En novembre dernier, le Parlement a adopté le 20e amendement à la Constitution, conférant des pouvoirs autocratiques au président de l’exécutif, notamment celui de nommer les hauts fonctionnaires et les juges, de dissoudre le Parlement et d’imposer des lois d’urgence. Ces pouvoirs vont même au-delà de la constitution antidémocratique de 1978.

L’adoption de mesures dictatoriales survient alors que les cercles dirigeants craignent une crise qui s’aggrave. Le 11 avril, le chroniqueur politique du Sunday Times écrivait que le gouvernement, «en place depuis maintenant 17 mois, plonge de façon catastrophique d’une crise à l’autre... L’économie a reçu un coup dévastateur de la part de la COVID-19. Les entreprises, grandes et petites, ont été touchées, ce qui a provoqué un chômage massif. Les plus grandes ont reçu du financement d’urgence mais pas les autres...»

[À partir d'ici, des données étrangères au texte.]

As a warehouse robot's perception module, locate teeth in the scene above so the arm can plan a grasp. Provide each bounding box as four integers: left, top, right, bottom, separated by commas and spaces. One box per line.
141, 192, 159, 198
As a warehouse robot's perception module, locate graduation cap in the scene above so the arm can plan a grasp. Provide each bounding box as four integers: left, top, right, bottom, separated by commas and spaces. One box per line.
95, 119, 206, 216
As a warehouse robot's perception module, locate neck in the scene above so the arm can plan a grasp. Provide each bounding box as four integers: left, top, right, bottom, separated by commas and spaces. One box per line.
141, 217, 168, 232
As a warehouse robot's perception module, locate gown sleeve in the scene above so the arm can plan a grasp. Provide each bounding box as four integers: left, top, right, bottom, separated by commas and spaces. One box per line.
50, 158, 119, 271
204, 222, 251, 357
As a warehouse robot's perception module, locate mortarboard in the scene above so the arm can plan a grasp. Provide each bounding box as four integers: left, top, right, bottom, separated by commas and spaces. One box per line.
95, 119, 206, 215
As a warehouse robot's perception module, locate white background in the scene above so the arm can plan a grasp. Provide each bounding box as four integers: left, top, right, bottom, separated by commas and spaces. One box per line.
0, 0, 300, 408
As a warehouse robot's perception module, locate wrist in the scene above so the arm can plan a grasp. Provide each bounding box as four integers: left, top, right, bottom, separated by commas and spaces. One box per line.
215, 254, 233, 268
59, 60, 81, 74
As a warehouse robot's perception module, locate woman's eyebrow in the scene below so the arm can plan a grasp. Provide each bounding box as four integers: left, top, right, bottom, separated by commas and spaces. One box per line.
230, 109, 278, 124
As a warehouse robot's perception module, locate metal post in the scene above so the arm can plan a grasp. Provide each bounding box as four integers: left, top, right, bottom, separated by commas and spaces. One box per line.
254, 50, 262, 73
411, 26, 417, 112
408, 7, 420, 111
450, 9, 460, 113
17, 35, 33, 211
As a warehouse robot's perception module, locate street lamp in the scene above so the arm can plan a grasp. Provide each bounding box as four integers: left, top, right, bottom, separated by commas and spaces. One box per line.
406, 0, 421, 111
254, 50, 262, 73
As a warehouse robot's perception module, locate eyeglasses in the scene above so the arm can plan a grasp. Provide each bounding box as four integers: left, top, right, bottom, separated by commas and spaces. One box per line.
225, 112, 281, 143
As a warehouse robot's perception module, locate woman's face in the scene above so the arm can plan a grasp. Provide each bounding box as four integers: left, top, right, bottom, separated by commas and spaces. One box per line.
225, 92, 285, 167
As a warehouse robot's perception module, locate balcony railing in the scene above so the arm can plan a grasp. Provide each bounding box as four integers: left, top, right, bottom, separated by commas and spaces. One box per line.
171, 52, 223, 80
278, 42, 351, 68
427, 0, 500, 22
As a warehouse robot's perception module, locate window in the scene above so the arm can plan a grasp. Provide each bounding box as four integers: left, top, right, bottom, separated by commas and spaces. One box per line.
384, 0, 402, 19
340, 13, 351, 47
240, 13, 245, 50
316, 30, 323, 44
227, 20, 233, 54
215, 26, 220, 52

L’article a noté l’émergence d’une opposition massive au gouvernement en raison de la montée en flèche des prix des produits de première nécessité, de la pénurie de vaccins, de la corruption endémique et de la destruction de l’environnement. Elle ne mentionnait pas le principal facteur intensifiant la crise du gouvernement – l’éruption des luttes de classe dans le cadre d’une poussée mondiale de la classe ouvrière au milieu de la dévastation causée par la pandémie de COVID-19.

Depuis 2018, le précédent gouvernement Sirisena-Wickremesinghe a été confronté à un mouvement croissant de la classe ouvrière contre ses mesures d’austérité. Aujourd’hui, les luttes de la classe ouvrière réapparaissent. Au cours des deux premières semaines d’avril, des milliers d’employés du secteur public, notamment dans l’éducation, la santé, l’eau, l’électricité et les banques, ont organisé des grèves ou des manifestations d’une journée pour réclamer des salaires plus élevés et de meilleures conditions.

En réponse, le régime Rajapakse intensifie sa campagne anti-tamoule et anti-musulmane pour diviser l’opposition. Vendredi, la police a arrêté cinq jeunes Tamouls, les accusant de chercher à «faire revivre le terrorisme», c’est-à-dire les Tigres de libération de l’Eelam tamoul, mouvement séparatiste vaincu militairement en mai 2009. Plusieurs dirigeants musulmans ont été arrêtés en vertu de la loi draconienne sur la prévention du terrorisme.

Rajapakse a introduit au Parlement les recommandations de la commission présidentielle sur la persécution politique. Si elles sont adoptées, de nombreux membres du parti au pouvoir qui ont été condamnés ou qui font l’objet de poursuites judiciaires seront épargnés. Dans le même temps, ceux qui ont porté plainte contre les personnes dites «victimes», y compris les opposants politiques, seront poursuivis.

La semaine dernière, le ministre de la Justice a déclaré à Aruna qu’il soumettrait bientôt au cabinet un document sur de nouvelles lois de censure de grande envergure visant à limiter les «fausses nouvelles», notamment celles liées à la sécurité nationale, à la santé publique, à l’ordre public, aux finances de l’État et aux relations avec d’autres pays. Seront également interdites toutes les «fausses nouvelles» qui viseraient à saper la confiance dans les actions du gouvernement.

Les remarques d’Amunugama sont un avertissement que la classe dirigeante fait pression pour augmenter considérablement les mesures dictatoriales afin d’écraser l’opposition, en particulier dans la classe ouvrière. Cela fait partie de la promotion des forces d’extrême droite au niveau international, notamment le parti fasciste Alternative pour l’Allemagne et les groupes néonazis en Allemagne. Aux États-Unis, centre du capitalisme mondial, l’ancien président Donald Trump a fomenté un coup d’État fasciste le 6 janvier dans le but d’empêcher l’investiture de Joe Biden à la présidence.